(HOI) — CBD oil has been a big trend lately and has been becoming more popular in stores.
With hemp becoming legal in 2019, many Heart of Illinois farmers are growing the crop to benefit from the high demand for CBD — cannabidiol.
Most people are unaware that marijuana and hemp are completely different.
Mark Meyer is growing hemp for the first time and he said it’s a learning experience for everyone.
“Some people are kind of frowning upon it. It’s an opportunity for small farmers and even large farmers to make more money per acre,” said Meyer.
Since becoming legal to grow in Illinois just this year,USDA reports show farmers are trying their hand at growing hemp. The grower must fill out an application with all of the GPS coordinates of each hemp plant on their property.
“Everything is ran through the state. I had to get a license before I could even buy any, order any, or do anything with it,” said Meyer.
Once the application is approved then the process of determining male from female plants begins.

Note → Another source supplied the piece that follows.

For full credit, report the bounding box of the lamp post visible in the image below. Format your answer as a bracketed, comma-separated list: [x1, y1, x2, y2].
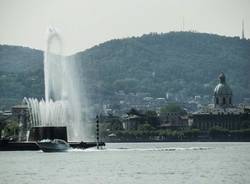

“You can do buy what they call clones, which is what we did, and they are all female plants. So, then you go directly out to the field with plants. They start off a little better and you know you have a female plant. You want all female. If you have male plants they will pollinate the female flowers. You don’t want any seeds because the oil content will be higher,” said Meyer.
The next step is harvesting.
“Our plan is to come along and cut the plants at the bottom. We will load them up and hang them up to dry. They will have to dry until you get them down to approximately 10 percent moisture. When the plants get dry enough you will cut the buds off and we will send them to a processing plant. They will get the oil out of the buds. That’s where we make our money, from the amount of oil they get out of the plants,” Meyer said.
It’s easier said than done. After the harvest, the state comes in to check on regulations. One mistake and the entire investment is gone… literally.
“We have to let the state know when we think we will harvest within 30 days, and the state will come out and test the plants for THC. It has to be below that 0.3 percent or they can make you destroy the crop,” said Meyer.
The risk of losing their harvest is greater because hemp is a greater investment compared to other crops.
“It may take $400 to put in a corn crop where a hemp crop may take four to $5,000 an acre,” said Meyer.
Meyer is the third generation farmer, and when asked why “hemp?”.. he said: “We already do all the vegetables so it fit in with our program. I don’t have a lot of acres so any more diversified I can get the better,” said Meyer.
Hemp will be a positive for the community. With more demand means more jobs provided.
The outcome is yet to be determined, so we will check back in with Meyer during the fall to see how his harvest went.
“I wanted to get that first year under my belt as soon as I could and catch the market… You know like the early bird catches the worm… Well we’re trying to get in here at the beginning while the market is really good. I mean nobody really knows where this market is going to go.”